Work has to be fun, and they are great at seizing opportunities and making things happen. Zichy says Bill Clinton falls into this strength category that is typical of about 27% of the population.
• Blues. If you're theoretical, always driven to acquire knowledge and are good at dealing with complex systems, you are probably are a blue.Common professions include journalists. Hillary Clinton is considered a blue, as well as 10% of the population.
• Greens. Empathetic, creative and expressive, about 17% of the population falls into this strength group.
These employees are good at catalyzing others to their goals and communicate with eloquence. Those in advertising or human resources often fit this profile, as does ABC News anchor Diane Sawyer.
Zichy says her "Color Q" system is not intended to label people, and some will fit into more than one category.
She says she came up with the system after extensive evaluation of individuals and their strengths. She also takes into account whether a person is an introvert or extrovert when making recommendations on how to negotiate pay or deal with a boss.
If you're dealing with a "blue" colleague, it's best to limit chit-chat, stay professional and be brief and concise.

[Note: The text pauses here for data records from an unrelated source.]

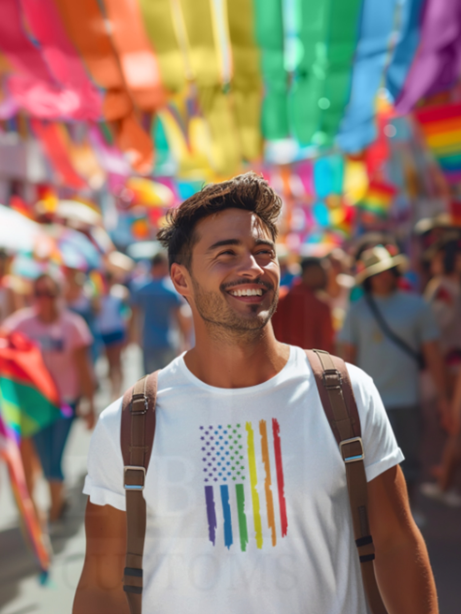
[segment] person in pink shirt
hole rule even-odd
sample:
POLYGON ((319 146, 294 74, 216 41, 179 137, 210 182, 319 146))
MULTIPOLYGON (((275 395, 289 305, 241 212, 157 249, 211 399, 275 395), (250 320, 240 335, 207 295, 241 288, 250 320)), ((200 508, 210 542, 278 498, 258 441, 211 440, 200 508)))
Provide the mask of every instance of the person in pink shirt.
MULTIPOLYGON (((34 284, 33 307, 17 311, 1 327, 2 333, 19 331, 38 344, 60 394, 62 416, 33 437, 50 486, 50 521, 60 518, 65 508, 62 457, 82 397, 87 402, 88 410, 84 417, 88 428, 92 429, 95 423, 94 380, 89 357, 93 338, 83 318, 61 306, 60 295, 56 280, 48 274, 41 275, 34 284)), ((32 464, 25 460, 28 485, 33 495, 32 464)))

It's a good idea to recognize the person's intellect and talk about the big picture, she says.
She also advises avoiding emotional appeals and using words like "feel" or "believe." It's better to ask what they think and appeal to their "sense of fairness and logic rather than diplomacy," she says. "Don't exaggerate or flatter."
To persuade a gold boss, demonstrate you're reliable and follow procedures. That means show up for a meeting on time and avoid any vague statements.
Zichy suggests using words like "proven," "traditional" and "respected."
Managers with "red" employees will get the best results by talking face to face since emails and memos don't engage them. They need stimulation, fun and independence but will thrive on a crisis, Zichy says.
"For 'reds,' timing is everything," Zichy says "Don't continue if they're distracted."
When determining your own color, Zichy says embrace it. Don't be shy about promoting your strengths to others, no matter the work culture or environment.
"If you work in a pretty crazy environment, you can say something about the fact that you're a good organizer and you're there to help keep them on track," she says. "Don't be afraid about stating your value."